De gebiedsgebonden inrichting stelde nieuwe eisen aan het personeel. De specialist binnen een taakveld heeft intussen ruimte gemaakt voor de generalist. Deze generalistische medewerker verricht uiteenlopende werkzaamheden binnen de verschillende taakgebieden. Het werk van de wachtmeester beslaat daarmee bijvoorbeeld niet meer alleen de militaire politiedienst, maar ook terreurbestrijding, grensoverschrijdende criminaliteit en de bestrijding van mensenhandel of documentfraude. De marechaussee houdt een beperkt aantal specialisten voor specifieke taken, zoals de beveiliging van de burgerluchtvaart of recherche.

Districtscommandanten zijn in de nieuwe structuur verantwoordelijk voor het behalen van de met de korpsleiding afgesproken resultaten, vastgelegd in districtsjaarplannen met onderliggende brigadejaarplannen. Daarnaast krijgen districtscommandanten een portefeuille. Als portefeuillehouder bouwen zij expertise rondom een primair of essentieel proces op en zorgen zij voor de uniforme inrichting van dit proces binnen de hele marechaussee.
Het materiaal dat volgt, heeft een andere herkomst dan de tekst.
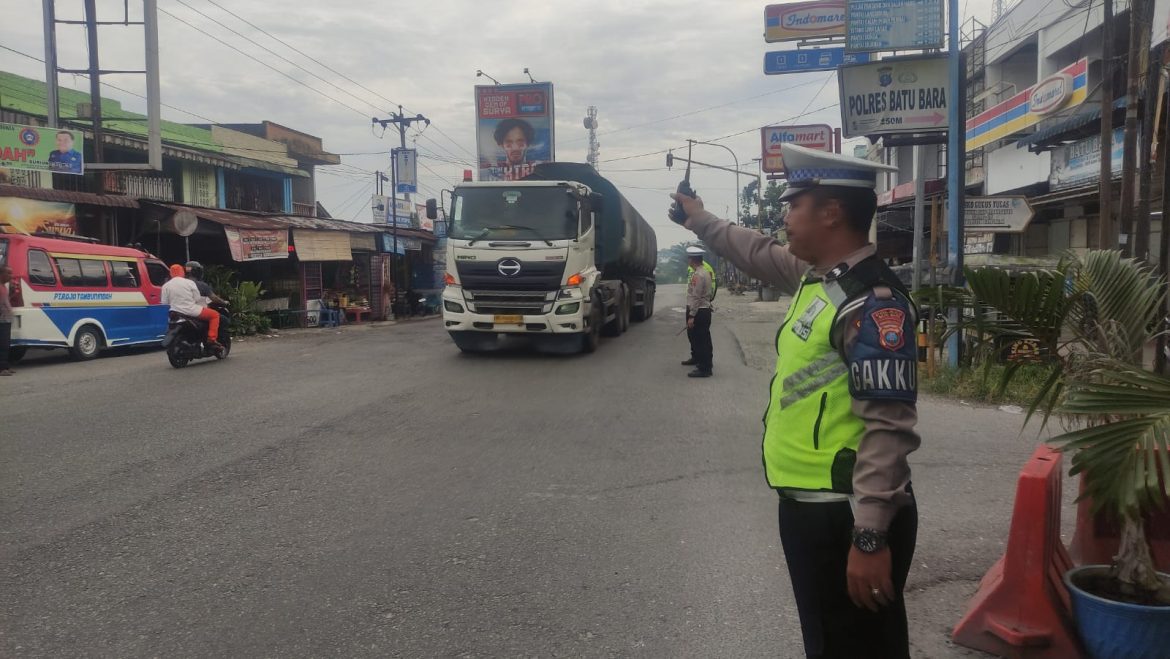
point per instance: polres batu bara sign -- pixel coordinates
(894, 96)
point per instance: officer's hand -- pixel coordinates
(865, 574)
(689, 205)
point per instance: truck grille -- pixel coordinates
(531, 275)
(510, 302)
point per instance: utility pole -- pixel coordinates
(1138, 28)
(401, 122)
(1106, 235)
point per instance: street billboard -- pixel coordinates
(810, 60)
(406, 170)
(772, 138)
(894, 25)
(804, 20)
(256, 245)
(1080, 163)
(514, 129)
(894, 96)
(41, 149)
(31, 215)
(1066, 88)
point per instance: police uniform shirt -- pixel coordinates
(882, 473)
(699, 290)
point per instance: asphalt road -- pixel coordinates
(372, 492)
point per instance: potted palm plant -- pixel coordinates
(1093, 316)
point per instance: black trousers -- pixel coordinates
(701, 340)
(5, 342)
(817, 539)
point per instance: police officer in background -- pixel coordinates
(699, 313)
(715, 285)
(841, 409)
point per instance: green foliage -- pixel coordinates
(1094, 315)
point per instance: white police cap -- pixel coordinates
(806, 169)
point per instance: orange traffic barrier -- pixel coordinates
(1021, 606)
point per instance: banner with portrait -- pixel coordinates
(33, 215)
(514, 129)
(41, 149)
Portefeuillehouders stellen voor de ondersteuning expertgroepen samen.

Portefeuillehouders Beleidsplan KMar 2010[8]

De Koninklijke Marechaussee kent portefeuillehouders voor vijf primaire processen:

  • Beveiligen (omvat beveiligen object, beveiligen persoon, beveiligen burgerluchtvaart, beveiligen waardetransport en ceremonieel beveiligen);
  • Beheersen van de vreemdelingenstroom (omvat bewaken grens, afhandelen asielaanvraag, verwijderen en uitzetten vreemdeling, vaststellen authenticiteit reisdocument);
  • Handhaven openbare orde en veiligheid (omvat verlenen politiezorg, controleren gevaarlijke stoffen, verkeerstechnisch begeleiden, verlenen arrestanten- en passantenzorg)
  • Opsporen (omvat het rechercheren, inclusief adequate ondersteuning)
  • Conflict- en crisisbeheersing (omvat uitvoering van standaardprocessen onder verzwaarde omstandigheden: rampenbestrijding, grootschalig en bijzonder optreden, grootschalige opsporing);
  • Daarnaast is er de portefeuille Leiderschap (omvat leiderschapsontwikkeling) en vanaf medio 2008 de portefeuille Intelligence (omvat informatiegestuurd optreden). De portefeuille Intelligence omvat het te ontwikkelen informatieproces KMar.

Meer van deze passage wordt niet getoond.